Structural mechanics of MsbA family ABC transporters

MsbA家族ABC转运蛋白的结构力学

• 批准号: 6969318
• 负责人: JOHN Francis HUNT
• 金额: $ 29.73万
• 依托单位: COLUMBIA UNIV NEW YORK MORNINGSIDE
• 依托单位国家: 美国
• 财政年份: 2005
• 资助国家: 美国
• 起止时间: 2005-08-01 至 2009-07-31
• 项目状态: 已结题
• 来源: https://reporter.nih.gov/project-details/6969318
• 关键词: Bacillus subtilis; Escherichia coli; SDS polyacrylamide gel electrophoresis; active sites; adenosine triphosphate; adenosinetriphosphatase; allosteric site; bacterial proteins; conformation; crystallization; enzyme activity; gel filtration chromatography; gene mutation; lipid transport; membrane transport proteins; method development; microorganism culture; phospholipids; protein protein interaction; protein purification; protein reconstitution; protein structure function; Bacillus subtilis; Escherichia coli; SDS polyacrylamide gel electrophoresis; active sites; adenosine triphosphate; adenosinetriphosphatase; allosteric site; bacterial proteins; conformation; crystallization; enzyme activity; gel filtration chromatography; gene mutation; lipid transport; membrane transport proteins; method development; microorganism culture; phospholipids; protein protein interaction; protein purification; protein reconstitution; protein structure function

DESCRIPTION (provided by applicant): ATP-binding cassette (ABC) Transporters represent the molecular architecture most commonly employed by cells to drive the active transport of solutes across membranes using adenosine triphosphate (ATP) as an energy source.
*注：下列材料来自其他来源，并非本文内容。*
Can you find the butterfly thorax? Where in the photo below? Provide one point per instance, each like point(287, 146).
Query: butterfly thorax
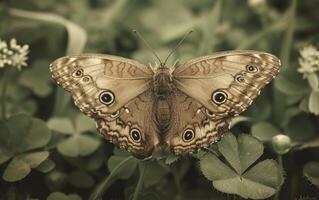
point(162, 82)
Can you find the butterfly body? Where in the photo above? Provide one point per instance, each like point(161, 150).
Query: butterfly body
point(181, 109)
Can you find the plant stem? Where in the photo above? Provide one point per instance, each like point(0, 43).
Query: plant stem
point(277, 197)
point(138, 188)
point(5, 80)
point(98, 192)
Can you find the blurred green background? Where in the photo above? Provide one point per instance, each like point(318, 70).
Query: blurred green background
point(49, 150)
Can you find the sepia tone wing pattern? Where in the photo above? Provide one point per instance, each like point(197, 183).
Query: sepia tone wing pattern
point(226, 83)
point(113, 90)
point(132, 126)
point(192, 128)
point(101, 84)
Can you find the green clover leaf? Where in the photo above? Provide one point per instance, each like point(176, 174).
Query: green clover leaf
point(240, 175)
point(18, 136)
point(62, 196)
point(311, 172)
point(77, 143)
point(37, 78)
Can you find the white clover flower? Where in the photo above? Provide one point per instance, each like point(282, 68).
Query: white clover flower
point(309, 60)
point(13, 54)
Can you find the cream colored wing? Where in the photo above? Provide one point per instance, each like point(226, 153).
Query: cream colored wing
point(132, 126)
point(114, 91)
point(192, 127)
point(101, 84)
point(226, 83)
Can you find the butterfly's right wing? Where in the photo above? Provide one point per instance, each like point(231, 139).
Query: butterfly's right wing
point(101, 84)
point(111, 89)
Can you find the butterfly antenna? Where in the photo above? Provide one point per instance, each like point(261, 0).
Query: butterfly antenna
point(178, 45)
point(146, 43)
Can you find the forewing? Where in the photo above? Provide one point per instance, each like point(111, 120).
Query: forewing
point(226, 82)
point(92, 79)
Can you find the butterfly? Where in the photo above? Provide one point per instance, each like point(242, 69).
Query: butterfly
point(181, 109)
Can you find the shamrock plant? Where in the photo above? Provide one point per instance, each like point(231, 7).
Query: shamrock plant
point(77, 142)
point(241, 174)
point(22, 142)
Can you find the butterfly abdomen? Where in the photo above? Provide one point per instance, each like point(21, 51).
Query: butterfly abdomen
point(162, 84)
point(162, 115)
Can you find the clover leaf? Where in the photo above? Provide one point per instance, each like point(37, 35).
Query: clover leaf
point(239, 175)
point(311, 171)
point(80, 179)
point(19, 135)
point(37, 78)
point(77, 143)
point(264, 131)
point(62, 196)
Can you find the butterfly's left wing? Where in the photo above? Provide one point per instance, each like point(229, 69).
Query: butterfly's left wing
point(226, 82)
point(217, 88)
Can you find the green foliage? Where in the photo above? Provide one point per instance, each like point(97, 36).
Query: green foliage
point(46, 143)
point(256, 181)
point(19, 135)
point(311, 171)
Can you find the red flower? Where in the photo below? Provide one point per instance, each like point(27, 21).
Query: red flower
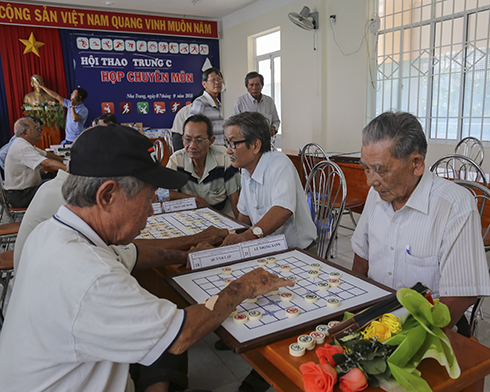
point(325, 354)
point(353, 381)
point(318, 378)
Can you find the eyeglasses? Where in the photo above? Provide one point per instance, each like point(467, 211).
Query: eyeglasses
point(232, 144)
point(198, 141)
point(216, 80)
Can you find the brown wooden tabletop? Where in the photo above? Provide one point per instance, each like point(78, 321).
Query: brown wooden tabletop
point(281, 369)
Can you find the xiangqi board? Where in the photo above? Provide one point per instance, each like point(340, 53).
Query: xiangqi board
point(182, 223)
point(310, 296)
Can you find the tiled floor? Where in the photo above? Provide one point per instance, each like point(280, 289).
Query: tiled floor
point(204, 360)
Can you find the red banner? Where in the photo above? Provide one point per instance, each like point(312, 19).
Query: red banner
point(71, 18)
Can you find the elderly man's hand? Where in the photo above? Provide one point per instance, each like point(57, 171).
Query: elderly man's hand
point(201, 203)
point(212, 235)
point(232, 239)
point(263, 282)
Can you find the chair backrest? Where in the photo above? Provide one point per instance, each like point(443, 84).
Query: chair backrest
point(326, 191)
point(159, 150)
point(472, 148)
point(481, 194)
point(459, 167)
point(311, 154)
point(482, 199)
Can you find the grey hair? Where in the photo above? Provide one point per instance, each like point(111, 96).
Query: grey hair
point(403, 128)
point(253, 126)
point(21, 125)
point(80, 191)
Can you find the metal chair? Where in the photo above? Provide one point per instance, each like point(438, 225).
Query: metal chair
point(6, 275)
point(472, 148)
point(459, 167)
point(159, 150)
point(326, 192)
point(311, 154)
point(12, 214)
point(481, 195)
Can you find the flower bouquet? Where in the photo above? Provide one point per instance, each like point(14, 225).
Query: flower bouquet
point(387, 351)
point(51, 113)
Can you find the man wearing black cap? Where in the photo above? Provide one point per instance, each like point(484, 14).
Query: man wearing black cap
point(77, 318)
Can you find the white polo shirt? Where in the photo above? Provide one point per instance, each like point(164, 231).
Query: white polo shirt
point(275, 182)
point(434, 239)
point(77, 318)
point(22, 165)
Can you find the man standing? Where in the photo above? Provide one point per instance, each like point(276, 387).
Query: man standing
point(77, 112)
point(77, 318)
point(255, 101)
point(209, 104)
point(213, 181)
point(416, 226)
point(24, 162)
point(272, 198)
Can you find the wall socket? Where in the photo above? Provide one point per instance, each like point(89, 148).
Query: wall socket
point(374, 24)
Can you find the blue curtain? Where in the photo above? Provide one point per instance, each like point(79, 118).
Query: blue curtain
point(4, 116)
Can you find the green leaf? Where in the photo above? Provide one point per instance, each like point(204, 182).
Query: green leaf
point(376, 366)
point(409, 381)
point(407, 347)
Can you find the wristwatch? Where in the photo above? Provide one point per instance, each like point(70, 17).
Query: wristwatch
point(257, 231)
ABC Transporters occur in all living organisms and comprise one of the largest gene family in fully sequenced microbial genomes. At least one bacterial ABC Transporter has been shown to be essential for the viability of E. coli, while others have been shown to function as bacterial pathogenicity factors. The aberrant function of human ABC Transporters plays a central role in a variety of diseases including cystic fibrosis, adrenoleukodystrophy, and multidrug resistance in advanced tumors and leukemias. Previous research from my lab has helped to define the mechanism by which the structurally-stereotyped ABC motor domains in ABC Transporters employ the binding and hydrolysis of ATP to perform mechanical work. Using combined enzymological and crystallographic studies, we showed that ATP binding to conserved sequence motifs drives the formation an "ATP-sandwich dimer" by the ABC motor domains. This ATP-induced dimerization is believed to represent the power-stroke of the pumps because the physical movements of the ABC's during dimer formation is hypothesized to drive the essential conformational rearrangements in the transmembrane domains that mediate solute transport. We propose to extend our earlier studies of the mechanochemical reaction cycle of ABC Transporter motor domains to characterize the structural details of these allosteric conformational changes in the transmembrane domains that drive solute transport in one specific class of ABC efflux pumps. Our proposed studies involve a comgination of genetic, enzymological, and crystallographic approached to this fundamental biophysical problem. Successful completion of this work would provide deeper structural and mechanistic understanding that would facilitate studies on the molecular pharmacology of the disease-causing proteins in the ABC Transporter superfamily.

描述（由申请人提供）：ATP结合盒（ABC）转运蛋白代表细胞最常用的分子结构，以使用Triphosphate（ATP）作为能源来驱动溶质跨膜的主动转运。 ABC转运蛋白发生在所有生物体中，并构成完全测序的微生物基因组中最大的基因家族之一。至少一种细菌ABC转运蛋白已被证明对于大肠杆菌的生存能力至关重要，而其他细菌则是细菌致病因素。人类ABC转运蛋白的异常功能在各种疾病中起着核心作用，包括囊性纤维化，肾上腺素肌营养不良和晚期肿瘤和白血病中的多药耐药性。我实验室的先前研究有助于确定ABC转运蛋白中结构型的ABC运动结构域采用ATP的结合和水解进行机械工作的机制。使用酶学和晶体学研究结合，我们表明ATP与保守序列基序的结合驱动了ABC运动域的“ ATP-Sandwich二聚体”的形成。据信这种ATP诱导的二聚化代表了泵的强力冲程，因为假设ABC在二聚体形成过程中的物理运动可以驱动介导溶质传输的跨膜域中的必要构象重排。我们建议扩展对ABC转运蛋白运动结构域的机械化学反应周期的早期研究，以表征跨膜结构域中这些变构构象变化的结构细节，这些变化构象变化在一类特定类别的ABC外排泵中驱动溶质转运。我们提出的研究涉及对这种基本生物物理问题的遗传，酶学和晶体学的复杂化。这项工作的成功完成将提供更深入的结构和机械理解，从而有助于研究ABC转运蛋白超级家族中引起疾病​​蛋白的分子药理学。